Step 3 – Implement, assess, and revise

The process of creating new habits can take a lot of time – over 60 days for non-ADHD partners and even longer for ADHD.  Further, not every idea you try will work.  It’s important to keep those target symptoms in mind, and regularly check in with each other to assess what is working and what isn’t.  This isn’t just the responsibility of the ADHD partner.  Non-ADHD partners can be helpful here by providing another set of eyes and identifying shifts in patterns of behavior.  (Don’t focus on individual incidents, as this is demotivating!)

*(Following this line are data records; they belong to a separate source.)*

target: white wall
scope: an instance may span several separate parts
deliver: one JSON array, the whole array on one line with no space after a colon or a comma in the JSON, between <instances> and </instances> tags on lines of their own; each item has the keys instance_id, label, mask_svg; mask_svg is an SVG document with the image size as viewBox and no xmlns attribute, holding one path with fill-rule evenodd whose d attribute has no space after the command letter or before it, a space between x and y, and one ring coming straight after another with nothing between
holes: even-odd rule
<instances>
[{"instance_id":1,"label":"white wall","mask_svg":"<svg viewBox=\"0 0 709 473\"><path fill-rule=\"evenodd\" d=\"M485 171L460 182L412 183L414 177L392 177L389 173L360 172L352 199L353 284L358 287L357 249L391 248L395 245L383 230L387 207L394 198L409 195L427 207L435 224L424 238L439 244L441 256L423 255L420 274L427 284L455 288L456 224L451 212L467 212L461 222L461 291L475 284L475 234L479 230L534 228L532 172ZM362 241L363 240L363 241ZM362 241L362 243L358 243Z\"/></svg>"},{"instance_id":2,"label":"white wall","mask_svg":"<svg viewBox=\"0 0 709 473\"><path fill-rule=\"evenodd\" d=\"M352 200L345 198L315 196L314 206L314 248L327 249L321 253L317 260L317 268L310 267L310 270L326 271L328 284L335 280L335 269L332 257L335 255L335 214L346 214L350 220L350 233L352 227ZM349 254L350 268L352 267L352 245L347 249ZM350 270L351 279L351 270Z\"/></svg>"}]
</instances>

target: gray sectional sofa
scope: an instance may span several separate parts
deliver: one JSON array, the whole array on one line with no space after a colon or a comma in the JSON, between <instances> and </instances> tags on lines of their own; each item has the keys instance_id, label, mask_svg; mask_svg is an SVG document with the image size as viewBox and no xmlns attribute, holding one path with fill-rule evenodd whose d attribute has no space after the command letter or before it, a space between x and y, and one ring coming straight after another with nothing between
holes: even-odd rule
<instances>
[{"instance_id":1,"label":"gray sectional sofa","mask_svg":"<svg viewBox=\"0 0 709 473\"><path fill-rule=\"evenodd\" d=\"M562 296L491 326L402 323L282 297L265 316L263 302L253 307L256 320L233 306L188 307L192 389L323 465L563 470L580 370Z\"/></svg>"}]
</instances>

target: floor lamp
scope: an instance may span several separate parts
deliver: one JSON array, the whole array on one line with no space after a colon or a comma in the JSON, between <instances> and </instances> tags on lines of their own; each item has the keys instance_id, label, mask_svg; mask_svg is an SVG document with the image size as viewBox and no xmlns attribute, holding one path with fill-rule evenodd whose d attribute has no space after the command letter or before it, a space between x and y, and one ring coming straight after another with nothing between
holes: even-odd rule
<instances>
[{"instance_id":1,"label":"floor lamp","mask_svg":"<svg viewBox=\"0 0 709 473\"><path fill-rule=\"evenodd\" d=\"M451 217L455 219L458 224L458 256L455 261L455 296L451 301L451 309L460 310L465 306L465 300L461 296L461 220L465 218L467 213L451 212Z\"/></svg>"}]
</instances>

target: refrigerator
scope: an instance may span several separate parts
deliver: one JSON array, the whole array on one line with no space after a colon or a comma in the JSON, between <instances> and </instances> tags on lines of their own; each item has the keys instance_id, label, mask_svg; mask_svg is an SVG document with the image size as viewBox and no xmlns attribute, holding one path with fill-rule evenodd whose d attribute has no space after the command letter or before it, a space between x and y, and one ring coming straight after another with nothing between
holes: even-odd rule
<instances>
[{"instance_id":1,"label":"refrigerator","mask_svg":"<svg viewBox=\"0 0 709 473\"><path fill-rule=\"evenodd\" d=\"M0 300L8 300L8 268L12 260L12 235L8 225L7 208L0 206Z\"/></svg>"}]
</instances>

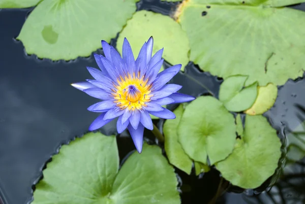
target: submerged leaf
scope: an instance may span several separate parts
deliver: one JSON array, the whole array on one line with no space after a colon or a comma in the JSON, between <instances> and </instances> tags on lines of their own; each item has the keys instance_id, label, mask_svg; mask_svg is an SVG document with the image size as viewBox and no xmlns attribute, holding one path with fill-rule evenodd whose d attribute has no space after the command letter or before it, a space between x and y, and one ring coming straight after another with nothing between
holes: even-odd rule
<instances>
[{"instance_id":1,"label":"submerged leaf","mask_svg":"<svg viewBox=\"0 0 305 204\"><path fill-rule=\"evenodd\" d=\"M182 64L184 70L189 62L189 40L179 23L168 16L145 10L135 13L119 34L116 47L121 53L123 40L126 37L136 57L142 42L150 36L154 38L152 54L164 48L164 59L172 65Z\"/></svg>"},{"instance_id":2,"label":"submerged leaf","mask_svg":"<svg viewBox=\"0 0 305 204\"><path fill-rule=\"evenodd\" d=\"M28 54L39 58L88 56L101 47L101 40L115 37L135 11L137 1L44 0L30 13L17 39Z\"/></svg>"},{"instance_id":3,"label":"submerged leaf","mask_svg":"<svg viewBox=\"0 0 305 204\"><path fill-rule=\"evenodd\" d=\"M192 170L193 161L185 152L181 144L179 143L177 133L177 129L184 111L183 104L180 104L174 111L176 118L173 120L167 120L164 123L164 149L169 162L190 174Z\"/></svg>"},{"instance_id":4,"label":"submerged leaf","mask_svg":"<svg viewBox=\"0 0 305 204\"><path fill-rule=\"evenodd\" d=\"M115 137L90 133L63 145L43 170L33 204L178 204L173 168L157 146L144 144L118 170Z\"/></svg>"},{"instance_id":5,"label":"submerged leaf","mask_svg":"<svg viewBox=\"0 0 305 204\"><path fill-rule=\"evenodd\" d=\"M214 97L200 97L186 108L178 127L180 143L195 161L211 165L224 159L234 148L233 115Z\"/></svg>"},{"instance_id":6,"label":"submerged leaf","mask_svg":"<svg viewBox=\"0 0 305 204\"><path fill-rule=\"evenodd\" d=\"M175 16L188 35L190 59L201 69L225 79L249 76L246 86L282 85L303 74L305 12L272 6L298 2L185 1Z\"/></svg>"},{"instance_id":7,"label":"submerged leaf","mask_svg":"<svg viewBox=\"0 0 305 204\"><path fill-rule=\"evenodd\" d=\"M276 130L266 118L247 115L243 136L237 139L232 154L215 165L233 185L257 188L274 172L281 157L281 146Z\"/></svg>"},{"instance_id":8,"label":"submerged leaf","mask_svg":"<svg viewBox=\"0 0 305 204\"><path fill-rule=\"evenodd\" d=\"M219 100L230 111L245 110L254 103L257 95L257 83L243 88L247 78L245 76L233 76L221 84Z\"/></svg>"},{"instance_id":9,"label":"submerged leaf","mask_svg":"<svg viewBox=\"0 0 305 204\"><path fill-rule=\"evenodd\" d=\"M263 114L273 106L277 96L278 87L273 83L258 86L257 97L254 103L245 113L249 115Z\"/></svg>"},{"instance_id":10,"label":"submerged leaf","mask_svg":"<svg viewBox=\"0 0 305 204\"><path fill-rule=\"evenodd\" d=\"M0 9L23 8L36 6L42 0L0 0Z\"/></svg>"}]
</instances>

Think of the process of finding just the right strategies that work for you as a long experiment.  You are seeking something that fits your style and can be implemented for the long-term.  So, for example, if the ADHD partner has trouble remembering to do things, there are many potential strategies, of which these are just a few:

  • Use a phone and set audible reminders in a calendar (downside:  alarms may soon be ignored by some or trouble capturing)
  • Carry a note card and pen (or bullet journal) for quick capture, then put things to remember into a reminder system at the end of the day
  • Set aside 30 minutes each morning to plan out your day by time slot
  • Put a white board in your kitchen and ‘stumble upon’ it regularly, checking off things that have been completed
  • Use a ‘buddy’ system for particularly important or recurring events

Once you’ve chosen a strategy to try out, make sure to set reasonable but very specific and time-bound goals to help you measure effectiveness.  For example, ‘do the dishes three nights this week’ is a much more objectively measurable goal than ‘do the dishes more often.’  In the first case you either met the goal or didn’t.  In the second, just about anything goes.